The goal of this study was to assess whether changes in DNA methylation in peripheral blood are observed in patients with neurodegenerative diseases. By performing microarray-based differential methylation analysis, we identified a methylation signature associated with disease status in PSP and, to a lesser extent, FTD. Using SNP data available in a subset of our series, we showed that a remarkable proportion of the observed changes in methylation status in PSP are associated with a common haplotype at the 17q21.31 locus, strongly suggesting the presence of a cis methylation QTL in this region. Although we included patients with neurodegenerative disorders in our analysis, the observed pattern seems to be related to the haplotype at 17q21.31, independent of disease status. Integrative analyses including SNP and gene expression data support a model whereby genetic variation at the 17q21.31 locus modulates the risk for neurodegenerative tauopathy at least partially via differential methylation.

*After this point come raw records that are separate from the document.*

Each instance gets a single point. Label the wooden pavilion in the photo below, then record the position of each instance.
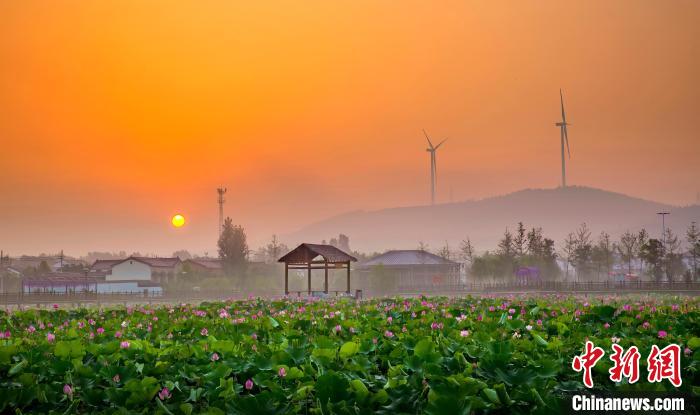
(316, 256)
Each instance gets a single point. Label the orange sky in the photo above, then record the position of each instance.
(115, 115)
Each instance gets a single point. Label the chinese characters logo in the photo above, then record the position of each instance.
(662, 363)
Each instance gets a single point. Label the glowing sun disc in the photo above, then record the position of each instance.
(178, 220)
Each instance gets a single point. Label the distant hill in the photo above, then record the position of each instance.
(558, 211)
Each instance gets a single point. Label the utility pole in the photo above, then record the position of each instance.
(663, 227)
(221, 191)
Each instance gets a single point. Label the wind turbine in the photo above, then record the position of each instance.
(564, 137)
(433, 166)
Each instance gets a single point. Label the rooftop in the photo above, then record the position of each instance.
(408, 257)
(308, 252)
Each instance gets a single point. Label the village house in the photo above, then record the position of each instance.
(130, 275)
(204, 267)
(409, 270)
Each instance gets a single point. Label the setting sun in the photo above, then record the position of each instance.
(178, 221)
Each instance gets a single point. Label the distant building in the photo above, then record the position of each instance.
(158, 270)
(409, 270)
(71, 282)
(102, 267)
(129, 275)
(204, 266)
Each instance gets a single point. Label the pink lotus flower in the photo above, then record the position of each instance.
(164, 394)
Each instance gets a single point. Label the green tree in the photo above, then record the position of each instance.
(583, 251)
(642, 239)
(602, 255)
(183, 254)
(568, 251)
(506, 255)
(44, 268)
(233, 248)
(466, 251)
(444, 252)
(628, 248)
(673, 259)
(273, 250)
(692, 237)
(520, 241)
(652, 253)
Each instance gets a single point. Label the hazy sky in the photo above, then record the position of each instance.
(114, 115)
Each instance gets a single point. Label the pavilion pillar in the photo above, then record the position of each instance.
(309, 276)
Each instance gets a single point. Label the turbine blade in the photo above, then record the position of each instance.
(563, 114)
(426, 136)
(435, 170)
(438, 146)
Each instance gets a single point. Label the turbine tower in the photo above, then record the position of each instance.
(433, 166)
(564, 138)
(221, 191)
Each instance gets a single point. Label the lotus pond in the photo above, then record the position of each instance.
(399, 355)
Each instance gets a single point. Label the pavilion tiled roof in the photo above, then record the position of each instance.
(307, 252)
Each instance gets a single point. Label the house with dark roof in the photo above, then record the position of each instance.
(157, 270)
(409, 270)
(102, 267)
(204, 266)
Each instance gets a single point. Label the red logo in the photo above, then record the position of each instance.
(665, 364)
(662, 363)
(586, 362)
(625, 365)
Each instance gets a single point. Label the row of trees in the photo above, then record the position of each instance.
(519, 249)
(584, 257)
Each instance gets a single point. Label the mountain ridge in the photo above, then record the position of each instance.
(558, 211)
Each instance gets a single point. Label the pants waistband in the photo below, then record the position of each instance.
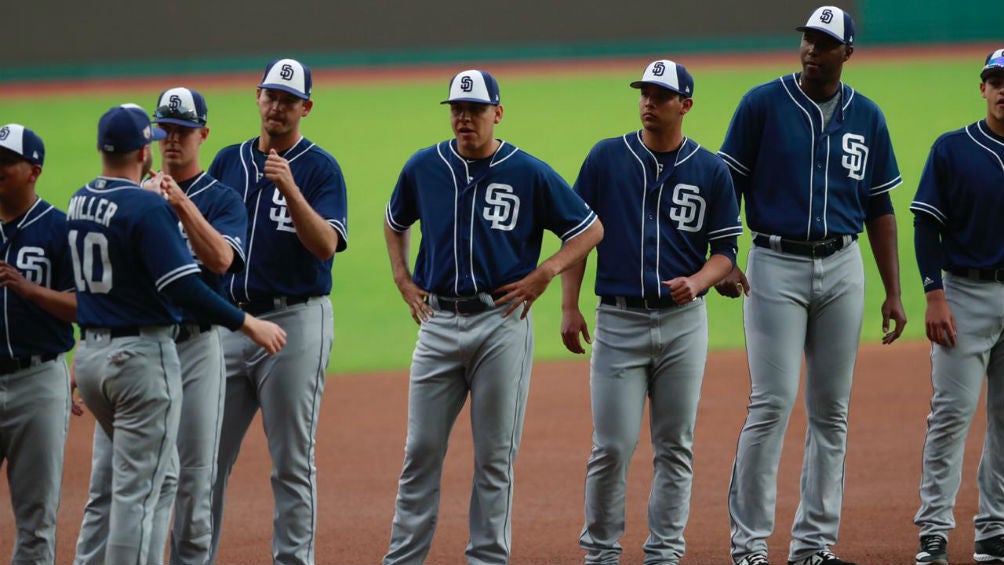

The H1 haplotype at 17q21.31, a large linkage disequilibrium block due to an inverted chromosomal sequence of ∼970 kb, is the major known risk locus for PSP  and other neurodegenerative diseases , . Although the genetic contribution of this locus to the risk for neurodegeneration is established and widely replicated, the mechanism by which risk is increased is largely unknown. This region spans from CRHR1 (corticotrophin) to IMP5 (a presenilin homologue) at the centromeric end of LD, while WNT3 and NSF (N-ethylmaleimide-sensitive factor) are at the telomeric end of the LD block ; therefore it spans at least 1.8 Mb, including 48 RefSeq genes – many of which actively transcribed in the brain – and constitutes the largest haplotype block in the human genome. Stefansson et al.  showed that the complete disequilibrium was due to an inversion occurring in the H2 haplotype relative to the H1 human reference and subsequent absence of recombination between inverted and non-inverted chromosomes. The study of this region to understand susceptibility to neurodegeneration has been mostly focused on one gene, MAPT, encoding for the microtubule-associated protein tau. This focus on tau is well motivated, as hyperphosphorylated tau accumulates within neurofibrillary tangles – the pathological hallmark of AD – and because mutations in MAPT cause FTD, the second most common neurodegenerative dementia. Several in vitro studies have reported alterations of transcription levels in MAPT due to common variants in the region , , but this finding has not been consistently replicated , . More consistent evidence exists for a higher expression of exon 3 in brains from H2 carriers ,  and of exon 10 in H1 carriers , , suggesting that splicing abnormalities are involved in increasing risk.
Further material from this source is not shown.